Tout-à-coup, et comme si elle fut tombée du ciel, Victoire, accourue on ne sait d’où, tombe sur lui, l’empoigne, l’arrache comme s’il n’était qu’une poupée en bois. Et l’allemand de donner, en criant, tout ce qu’il avait de gorge. Il descendit la montagne comme en volant ; mais Victoire jetait feu et flamme de colère ; elle le mordait à la main, et criait d’une voix qu’animait la rage : « Enfin ! je t’ai donc en ma puissance, toi, serpent ! toi démon ! Je te déchirerai ! Qu’as-tu fait de mon bien-aimé, toi diable ! — Diable ! — Rends-le moi ! » et elle se mit tellement en rage qu’elle en était enrouée, et qu’ainsi elle ne pouvait elle-même s’entendre.

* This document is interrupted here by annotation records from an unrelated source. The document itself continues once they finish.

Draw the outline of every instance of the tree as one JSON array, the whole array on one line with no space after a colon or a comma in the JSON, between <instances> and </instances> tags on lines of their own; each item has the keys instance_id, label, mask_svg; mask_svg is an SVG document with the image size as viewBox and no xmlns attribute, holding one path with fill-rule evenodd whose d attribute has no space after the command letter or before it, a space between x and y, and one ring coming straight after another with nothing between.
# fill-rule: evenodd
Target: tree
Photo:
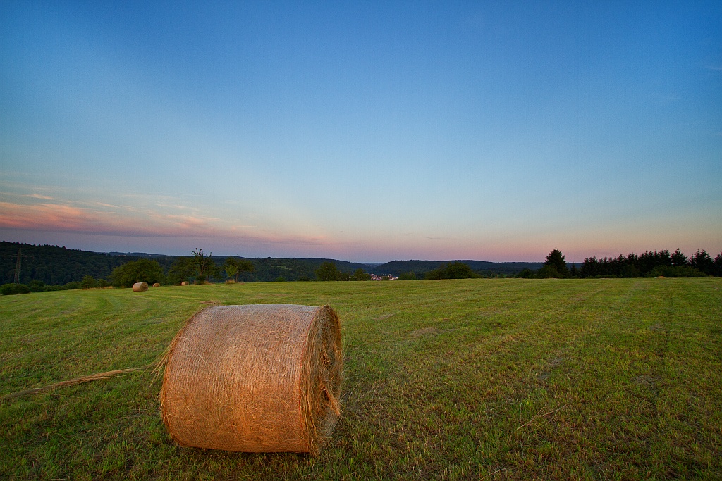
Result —
<instances>
[{"instance_id":1,"label":"tree","mask_svg":"<svg viewBox=\"0 0 722 481\"><path fill-rule=\"evenodd\" d=\"M564 255L558 249L554 249L547 255L547 260L544 260L544 265L554 267L561 277L570 276L567 261L564 258Z\"/></svg>"},{"instance_id":2,"label":"tree","mask_svg":"<svg viewBox=\"0 0 722 481\"><path fill-rule=\"evenodd\" d=\"M711 275L714 271L714 260L707 253L704 249L702 251L697 250L695 255L690 258L690 265L700 272Z\"/></svg>"},{"instance_id":3,"label":"tree","mask_svg":"<svg viewBox=\"0 0 722 481\"><path fill-rule=\"evenodd\" d=\"M238 274L241 272L251 272L253 270L253 263L250 260L236 259L235 257L226 257L223 264L223 269L226 275L238 281Z\"/></svg>"},{"instance_id":4,"label":"tree","mask_svg":"<svg viewBox=\"0 0 722 481\"><path fill-rule=\"evenodd\" d=\"M170 265L170 268L168 270L168 281L171 284L180 284L193 277L196 272L196 262L193 257L180 257Z\"/></svg>"},{"instance_id":5,"label":"tree","mask_svg":"<svg viewBox=\"0 0 722 481\"><path fill-rule=\"evenodd\" d=\"M718 254L717 257L715 257L713 265L715 268L713 275L715 277L722 277L722 252Z\"/></svg>"},{"instance_id":6,"label":"tree","mask_svg":"<svg viewBox=\"0 0 722 481\"><path fill-rule=\"evenodd\" d=\"M213 261L213 252L204 254L202 249L196 248L192 252L193 260L196 263L196 283L204 284L212 275L219 275L218 266Z\"/></svg>"},{"instance_id":7,"label":"tree","mask_svg":"<svg viewBox=\"0 0 722 481\"><path fill-rule=\"evenodd\" d=\"M687 265L687 256L677 249L671 254L672 265L678 268L682 265Z\"/></svg>"},{"instance_id":8,"label":"tree","mask_svg":"<svg viewBox=\"0 0 722 481\"><path fill-rule=\"evenodd\" d=\"M83 278L83 280L80 281L80 286L84 289L90 289L94 287L97 287L97 281L95 280L92 275L86 275Z\"/></svg>"},{"instance_id":9,"label":"tree","mask_svg":"<svg viewBox=\"0 0 722 481\"><path fill-rule=\"evenodd\" d=\"M319 281L338 281L341 278L341 272L336 267L336 264L328 260L321 264L314 272Z\"/></svg>"},{"instance_id":10,"label":"tree","mask_svg":"<svg viewBox=\"0 0 722 481\"><path fill-rule=\"evenodd\" d=\"M352 279L354 281L370 281L371 275L365 273L363 269L359 268L356 270L356 272L354 273L354 275Z\"/></svg>"},{"instance_id":11,"label":"tree","mask_svg":"<svg viewBox=\"0 0 722 481\"><path fill-rule=\"evenodd\" d=\"M113 270L110 274L113 286L130 287L136 282L152 284L163 281L163 270L155 260L131 260Z\"/></svg>"},{"instance_id":12,"label":"tree","mask_svg":"<svg viewBox=\"0 0 722 481\"><path fill-rule=\"evenodd\" d=\"M430 270L424 277L427 279L469 279L480 276L471 270L468 264L450 262L438 269Z\"/></svg>"}]
</instances>

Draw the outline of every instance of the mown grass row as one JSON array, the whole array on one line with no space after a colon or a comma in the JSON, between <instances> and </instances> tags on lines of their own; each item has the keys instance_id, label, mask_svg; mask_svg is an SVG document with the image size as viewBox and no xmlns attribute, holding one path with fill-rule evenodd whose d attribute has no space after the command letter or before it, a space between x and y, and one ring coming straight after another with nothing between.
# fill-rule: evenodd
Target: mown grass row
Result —
<instances>
[{"instance_id":1,"label":"mown grass row","mask_svg":"<svg viewBox=\"0 0 722 481\"><path fill-rule=\"evenodd\" d=\"M264 283L0 297L0 395L142 366L201 303L328 304L318 459L183 449L151 372L0 404L9 479L718 479L719 279Z\"/></svg>"}]
</instances>

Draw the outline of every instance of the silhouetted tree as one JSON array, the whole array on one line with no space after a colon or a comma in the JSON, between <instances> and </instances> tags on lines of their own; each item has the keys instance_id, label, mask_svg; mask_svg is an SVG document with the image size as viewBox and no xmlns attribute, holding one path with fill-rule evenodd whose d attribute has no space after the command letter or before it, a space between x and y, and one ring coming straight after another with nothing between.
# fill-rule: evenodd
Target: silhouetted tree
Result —
<instances>
[{"instance_id":1,"label":"silhouetted tree","mask_svg":"<svg viewBox=\"0 0 722 481\"><path fill-rule=\"evenodd\" d=\"M339 281L341 278L341 272L336 264L328 260L321 264L315 273L319 281Z\"/></svg>"},{"instance_id":2,"label":"silhouetted tree","mask_svg":"<svg viewBox=\"0 0 722 481\"><path fill-rule=\"evenodd\" d=\"M182 256L177 258L168 270L168 281L172 284L180 284L189 281L196 275L196 262L193 257Z\"/></svg>"},{"instance_id":3,"label":"silhouetted tree","mask_svg":"<svg viewBox=\"0 0 722 481\"><path fill-rule=\"evenodd\" d=\"M220 271L218 266L213 262L213 253L205 254L202 249L196 248L192 252L193 260L196 263L196 282L202 284L212 275L219 275Z\"/></svg>"},{"instance_id":4,"label":"silhouetted tree","mask_svg":"<svg viewBox=\"0 0 722 481\"><path fill-rule=\"evenodd\" d=\"M704 249L695 252L695 255L690 258L690 265L700 272L710 275L714 271L714 260Z\"/></svg>"},{"instance_id":5,"label":"silhouetted tree","mask_svg":"<svg viewBox=\"0 0 722 481\"><path fill-rule=\"evenodd\" d=\"M713 262L713 265L714 266L713 275L716 277L722 277L722 252L717 255Z\"/></svg>"},{"instance_id":6,"label":"silhouetted tree","mask_svg":"<svg viewBox=\"0 0 722 481\"><path fill-rule=\"evenodd\" d=\"M544 265L554 267L560 277L569 277L570 275L566 260L558 249L554 249L547 255L547 260L544 260Z\"/></svg>"},{"instance_id":7,"label":"silhouetted tree","mask_svg":"<svg viewBox=\"0 0 722 481\"><path fill-rule=\"evenodd\" d=\"M682 254L679 249L671 253L670 258L672 261L672 265L676 268L687 265L687 256Z\"/></svg>"}]
</instances>

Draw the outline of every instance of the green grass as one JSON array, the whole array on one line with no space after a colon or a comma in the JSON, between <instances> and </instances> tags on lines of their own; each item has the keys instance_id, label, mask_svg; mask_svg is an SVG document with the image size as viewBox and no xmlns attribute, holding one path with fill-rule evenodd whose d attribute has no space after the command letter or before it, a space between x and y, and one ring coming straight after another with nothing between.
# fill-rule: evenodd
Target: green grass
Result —
<instances>
[{"instance_id":1,"label":"green grass","mask_svg":"<svg viewBox=\"0 0 722 481\"><path fill-rule=\"evenodd\" d=\"M0 297L0 395L150 363L209 300L330 304L346 374L318 459L180 448L160 381L139 372L0 403L0 477L719 479L721 288L470 279Z\"/></svg>"}]
</instances>

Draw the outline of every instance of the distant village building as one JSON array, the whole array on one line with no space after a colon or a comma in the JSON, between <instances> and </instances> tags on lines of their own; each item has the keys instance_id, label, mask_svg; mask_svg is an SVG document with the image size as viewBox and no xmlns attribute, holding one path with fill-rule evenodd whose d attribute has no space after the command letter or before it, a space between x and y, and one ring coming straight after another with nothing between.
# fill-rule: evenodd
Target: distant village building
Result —
<instances>
[{"instance_id":1,"label":"distant village building","mask_svg":"<svg viewBox=\"0 0 722 481\"><path fill-rule=\"evenodd\" d=\"M399 278L393 277L391 275L377 275L376 274L371 274L371 281L398 281Z\"/></svg>"}]
</instances>

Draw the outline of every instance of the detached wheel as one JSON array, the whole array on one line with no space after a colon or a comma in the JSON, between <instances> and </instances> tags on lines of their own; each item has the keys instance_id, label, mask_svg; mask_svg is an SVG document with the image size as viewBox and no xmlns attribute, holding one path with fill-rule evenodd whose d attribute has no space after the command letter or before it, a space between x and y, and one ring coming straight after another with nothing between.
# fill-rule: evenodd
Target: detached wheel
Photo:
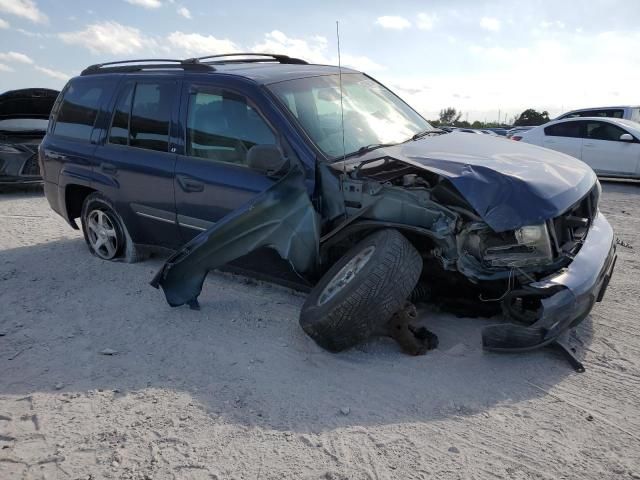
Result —
<instances>
[{"instance_id":1,"label":"detached wheel","mask_svg":"<svg viewBox=\"0 0 640 480\"><path fill-rule=\"evenodd\" d=\"M399 311L418 283L422 257L399 231L380 230L349 250L313 288L300 326L332 352L353 347Z\"/></svg>"},{"instance_id":2,"label":"detached wheel","mask_svg":"<svg viewBox=\"0 0 640 480\"><path fill-rule=\"evenodd\" d=\"M120 215L100 193L92 193L82 204L82 232L89 251L103 260L141 260Z\"/></svg>"}]
</instances>

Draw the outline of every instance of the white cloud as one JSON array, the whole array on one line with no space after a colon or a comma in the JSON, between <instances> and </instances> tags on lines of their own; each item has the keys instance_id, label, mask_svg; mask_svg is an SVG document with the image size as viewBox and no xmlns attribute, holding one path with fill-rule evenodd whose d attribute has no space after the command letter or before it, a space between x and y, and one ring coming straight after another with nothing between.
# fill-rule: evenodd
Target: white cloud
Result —
<instances>
[{"instance_id":1,"label":"white cloud","mask_svg":"<svg viewBox=\"0 0 640 480\"><path fill-rule=\"evenodd\" d=\"M489 30L490 32L497 32L500 30L502 26L500 20L493 17L482 17L480 19L480 26L485 30Z\"/></svg>"},{"instance_id":2,"label":"white cloud","mask_svg":"<svg viewBox=\"0 0 640 480\"><path fill-rule=\"evenodd\" d=\"M33 60L30 57L28 57L24 53L18 52L0 53L0 60L4 60L5 62L18 62L27 64L33 63Z\"/></svg>"},{"instance_id":3,"label":"white cloud","mask_svg":"<svg viewBox=\"0 0 640 480\"><path fill-rule=\"evenodd\" d=\"M153 38L142 34L137 28L113 21L94 23L84 30L60 33L58 36L65 43L86 47L92 53L122 55L157 46Z\"/></svg>"},{"instance_id":4,"label":"white cloud","mask_svg":"<svg viewBox=\"0 0 640 480\"><path fill-rule=\"evenodd\" d=\"M33 38L43 38L45 36L43 33L31 32L29 30L25 30L24 28L16 28L16 32L20 32L21 34L27 37L33 37Z\"/></svg>"},{"instance_id":5,"label":"white cloud","mask_svg":"<svg viewBox=\"0 0 640 480\"><path fill-rule=\"evenodd\" d=\"M167 40L174 49L181 50L187 55L215 55L240 51L231 40L216 38L213 35L173 32Z\"/></svg>"},{"instance_id":6,"label":"white cloud","mask_svg":"<svg viewBox=\"0 0 640 480\"><path fill-rule=\"evenodd\" d=\"M552 27L563 29L565 27L565 24L560 20L554 20L554 21L543 20L542 22L540 22L540 27L544 28L545 30Z\"/></svg>"},{"instance_id":7,"label":"white cloud","mask_svg":"<svg viewBox=\"0 0 640 480\"><path fill-rule=\"evenodd\" d=\"M36 70L38 70L39 72L44 73L45 75L48 75L52 78L55 78L57 80L63 80L63 81L67 81L69 80L69 75L67 75L66 73L60 72L58 70L51 70L50 68L46 68L46 67L40 67L40 66L35 66L34 67Z\"/></svg>"},{"instance_id":8,"label":"white cloud","mask_svg":"<svg viewBox=\"0 0 640 480\"><path fill-rule=\"evenodd\" d=\"M176 12L178 12L178 15L191 20L191 12L189 11L189 9L187 7L180 7L178 8L178 10L176 10Z\"/></svg>"},{"instance_id":9,"label":"white cloud","mask_svg":"<svg viewBox=\"0 0 640 480\"><path fill-rule=\"evenodd\" d=\"M438 17L436 15L430 15L428 13L419 13L418 28L420 30L431 30L437 20L438 20Z\"/></svg>"},{"instance_id":10,"label":"white cloud","mask_svg":"<svg viewBox=\"0 0 640 480\"><path fill-rule=\"evenodd\" d=\"M162 6L160 0L124 0L131 5L137 5L142 8L158 8Z\"/></svg>"},{"instance_id":11,"label":"white cloud","mask_svg":"<svg viewBox=\"0 0 640 480\"><path fill-rule=\"evenodd\" d=\"M191 20L191 12L187 7L180 7L176 11L178 12L178 15Z\"/></svg>"},{"instance_id":12,"label":"white cloud","mask_svg":"<svg viewBox=\"0 0 640 480\"><path fill-rule=\"evenodd\" d=\"M47 23L49 21L33 0L0 0L0 12L26 18L34 23Z\"/></svg>"},{"instance_id":13,"label":"white cloud","mask_svg":"<svg viewBox=\"0 0 640 480\"><path fill-rule=\"evenodd\" d=\"M379 63L374 62L369 57L358 56L358 55L349 55L345 53L342 55L340 59L342 61L342 65L345 67L352 67L356 70L361 70L363 72L376 72L379 70L384 70L384 67ZM329 63L338 63L338 59L335 61L331 61Z\"/></svg>"},{"instance_id":14,"label":"white cloud","mask_svg":"<svg viewBox=\"0 0 640 480\"><path fill-rule=\"evenodd\" d=\"M380 25L382 28L388 28L391 30L404 30L411 26L411 22L404 17L385 15L383 17L378 17L376 25Z\"/></svg>"},{"instance_id":15,"label":"white cloud","mask_svg":"<svg viewBox=\"0 0 640 480\"><path fill-rule=\"evenodd\" d=\"M434 73L429 76L431 89L421 89L424 80L418 75L389 78L393 72L387 70L380 77L405 87L407 101L428 118L437 118L438 110L447 106L469 113L471 121L495 120L498 110L503 119L505 112L511 118L526 108L547 110L553 117L573 108L637 103L638 44L638 32L579 35L564 30L526 47L469 46L469 71ZM615 88L606 87L612 85L611 72L616 72Z\"/></svg>"}]
</instances>

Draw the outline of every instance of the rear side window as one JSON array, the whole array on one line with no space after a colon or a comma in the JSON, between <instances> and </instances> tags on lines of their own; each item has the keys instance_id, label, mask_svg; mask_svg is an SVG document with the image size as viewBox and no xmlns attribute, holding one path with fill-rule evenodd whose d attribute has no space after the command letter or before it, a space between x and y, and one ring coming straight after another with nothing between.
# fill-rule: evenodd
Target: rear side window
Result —
<instances>
[{"instance_id":1,"label":"rear side window","mask_svg":"<svg viewBox=\"0 0 640 480\"><path fill-rule=\"evenodd\" d=\"M620 141L620 135L628 132L608 122L587 122L586 133L586 138L591 140L617 142Z\"/></svg>"},{"instance_id":2,"label":"rear side window","mask_svg":"<svg viewBox=\"0 0 640 480\"><path fill-rule=\"evenodd\" d=\"M549 125L544 129L544 134L548 137L569 137L580 138L582 122L562 122Z\"/></svg>"},{"instance_id":3,"label":"rear side window","mask_svg":"<svg viewBox=\"0 0 640 480\"><path fill-rule=\"evenodd\" d=\"M168 151L169 121L174 98L175 85L172 83L136 85L129 122L129 145Z\"/></svg>"},{"instance_id":4,"label":"rear side window","mask_svg":"<svg viewBox=\"0 0 640 480\"><path fill-rule=\"evenodd\" d=\"M189 97L187 155L246 165L254 145L274 145L276 137L241 95L211 90Z\"/></svg>"},{"instance_id":5,"label":"rear side window","mask_svg":"<svg viewBox=\"0 0 640 480\"><path fill-rule=\"evenodd\" d=\"M116 108L109 129L109 143L117 145L129 144L129 117L131 114L131 99L133 98L133 84L125 86L120 92Z\"/></svg>"},{"instance_id":6,"label":"rear side window","mask_svg":"<svg viewBox=\"0 0 640 480\"><path fill-rule=\"evenodd\" d=\"M104 94L105 84L101 80L71 83L57 112L54 135L89 141Z\"/></svg>"}]
</instances>

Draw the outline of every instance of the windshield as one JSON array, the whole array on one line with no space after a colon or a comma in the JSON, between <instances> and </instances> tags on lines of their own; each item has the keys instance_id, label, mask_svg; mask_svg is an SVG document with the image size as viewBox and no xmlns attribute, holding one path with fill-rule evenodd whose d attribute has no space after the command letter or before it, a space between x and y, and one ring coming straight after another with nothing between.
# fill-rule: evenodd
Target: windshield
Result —
<instances>
[{"instance_id":1,"label":"windshield","mask_svg":"<svg viewBox=\"0 0 640 480\"><path fill-rule=\"evenodd\" d=\"M340 77L299 78L269 88L298 119L328 157L342 157L375 144L400 143L432 129L391 91L361 73L342 75L344 151L340 114Z\"/></svg>"},{"instance_id":2,"label":"windshield","mask_svg":"<svg viewBox=\"0 0 640 480\"><path fill-rule=\"evenodd\" d=\"M8 118L0 120L0 130L7 132L46 131L49 120L44 118Z\"/></svg>"}]
</instances>

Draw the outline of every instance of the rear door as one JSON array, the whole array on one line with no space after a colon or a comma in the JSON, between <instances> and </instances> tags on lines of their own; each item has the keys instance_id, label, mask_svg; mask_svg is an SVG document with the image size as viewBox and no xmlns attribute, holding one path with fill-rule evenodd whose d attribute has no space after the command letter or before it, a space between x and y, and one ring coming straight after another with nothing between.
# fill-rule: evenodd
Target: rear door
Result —
<instances>
[{"instance_id":1,"label":"rear door","mask_svg":"<svg viewBox=\"0 0 640 480\"><path fill-rule=\"evenodd\" d=\"M609 122L585 121L582 161L601 174L632 175L638 171L640 143L620 140L627 132ZM632 135L633 136L633 135Z\"/></svg>"},{"instance_id":2,"label":"rear door","mask_svg":"<svg viewBox=\"0 0 640 480\"><path fill-rule=\"evenodd\" d=\"M98 188L114 202L135 243L173 248L182 243L173 191L175 144L170 135L178 107L177 80L125 80L106 138L95 153Z\"/></svg>"},{"instance_id":3,"label":"rear door","mask_svg":"<svg viewBox=\"0 0 640 480\"><path fill-rule=\"evenodd\" d=\"M582 121L567 120L544 128L542 146L580 158L582 151Z\"/></svg>"},{"instance_id":4,"label":"rear door","mask_svg":"<svg viewBox=\"0 0 640 480\"><path fill-rule=\"evenodd\" d=\"M278 144L248 95L225 86L183 86L184 152L175 174L177 220L187 241L267 190L275 180L247 165L254 145Z\"/></svg>"}]
</instances>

L’allemand n’y pouvait rien comprendre ; il était comme abasourdi. À nous deux, nous n’aurions jamais pu en venir à bout, si les serviteurs n’étaient accourus à la vue de cette mêlée. Ils tirèrent par la prairie et nous commençâmes par sauver de ses mains le pauvre écrivain. Mais quand nous voulûmes la saisir, elle se dégagea de toutes ses forces et se réfugia en courant dans la forêt. De la forêt, elle jetait de grandes pierres sur nous, et en blasphémant à faire trembler la voûte des cieux. Ensuite, je fus plusieurs jours sans la revoir.